Il primo mezzo che occorre per fomentare il Dono del Consiglio è la profonda umiltà. E’ infatti l’umiltà che fa prendere atto della propria ignoranza e quindi fa capire quanto sia necessario chiedere l’aiuto di Dio.

All’inizio della sua missione, Francesco d’Assisi era profondamente confuso, perché non sapeva che strada Dio avesse preparato per lui. Egli aveva abbandonato la vita nelle ricchezze e nella mondanità, ma ancora non aveva perfettamente capito cosa dovesse fare.

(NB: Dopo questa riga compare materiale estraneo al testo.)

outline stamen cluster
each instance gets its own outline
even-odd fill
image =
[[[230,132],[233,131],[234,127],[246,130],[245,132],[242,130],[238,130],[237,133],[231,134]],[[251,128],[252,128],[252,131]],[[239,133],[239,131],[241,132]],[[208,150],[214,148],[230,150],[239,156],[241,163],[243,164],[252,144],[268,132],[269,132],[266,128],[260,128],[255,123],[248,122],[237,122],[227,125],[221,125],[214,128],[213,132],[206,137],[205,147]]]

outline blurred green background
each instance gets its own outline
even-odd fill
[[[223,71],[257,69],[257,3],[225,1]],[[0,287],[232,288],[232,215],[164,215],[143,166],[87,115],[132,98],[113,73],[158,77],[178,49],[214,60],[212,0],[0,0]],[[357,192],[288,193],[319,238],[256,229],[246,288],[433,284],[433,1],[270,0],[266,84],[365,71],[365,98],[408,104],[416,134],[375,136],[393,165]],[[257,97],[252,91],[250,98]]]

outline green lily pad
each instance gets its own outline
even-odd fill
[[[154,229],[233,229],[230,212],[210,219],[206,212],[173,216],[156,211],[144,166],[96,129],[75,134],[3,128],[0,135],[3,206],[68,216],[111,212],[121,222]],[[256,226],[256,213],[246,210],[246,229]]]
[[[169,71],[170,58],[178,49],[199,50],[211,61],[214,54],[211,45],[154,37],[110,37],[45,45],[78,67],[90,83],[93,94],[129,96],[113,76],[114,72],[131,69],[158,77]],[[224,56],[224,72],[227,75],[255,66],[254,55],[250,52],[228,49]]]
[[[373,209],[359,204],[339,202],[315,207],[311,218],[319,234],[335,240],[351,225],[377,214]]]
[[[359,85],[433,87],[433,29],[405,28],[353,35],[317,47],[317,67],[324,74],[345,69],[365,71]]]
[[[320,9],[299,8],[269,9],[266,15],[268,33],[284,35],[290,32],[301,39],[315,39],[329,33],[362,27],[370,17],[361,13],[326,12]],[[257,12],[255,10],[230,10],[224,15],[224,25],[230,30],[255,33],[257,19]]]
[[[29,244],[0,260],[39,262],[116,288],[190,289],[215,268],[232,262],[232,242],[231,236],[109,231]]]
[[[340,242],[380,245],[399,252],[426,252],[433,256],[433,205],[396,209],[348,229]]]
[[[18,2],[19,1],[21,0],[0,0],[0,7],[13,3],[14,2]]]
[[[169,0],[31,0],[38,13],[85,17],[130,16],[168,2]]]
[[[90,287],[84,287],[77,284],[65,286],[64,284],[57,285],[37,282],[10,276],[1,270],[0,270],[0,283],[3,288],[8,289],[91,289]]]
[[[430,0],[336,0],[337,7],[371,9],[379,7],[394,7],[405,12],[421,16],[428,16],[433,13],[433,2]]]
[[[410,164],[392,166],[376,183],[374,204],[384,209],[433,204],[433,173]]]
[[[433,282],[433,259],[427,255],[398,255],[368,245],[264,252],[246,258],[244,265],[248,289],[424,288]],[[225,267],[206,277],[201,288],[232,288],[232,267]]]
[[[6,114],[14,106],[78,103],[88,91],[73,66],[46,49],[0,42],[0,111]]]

Decise di pregare intensamente affinché il Signore lo illuminasse. Entrò nella chiesetta di San Damiano e pregò in questo modo: “Signore, cosa vuoi che io faccia?” Insomma, san Francesco non si fidò della propria intelligenza e anche dei propri personali desideri, volle invece mettersi in ascolto totale. E fu così che davanti al crocifisso di quella chiesetta udì dal Signore queste parole: “Francesco, va’ e ripara la mia chiesa…

Occorre, dunque, umilmente invocare lo Spirito Santo, soprattutto all’inizio della giornata affinché infonda la luce indispensabile per poter operare le scelte migliori nelle varie circostanze che si presenteranno.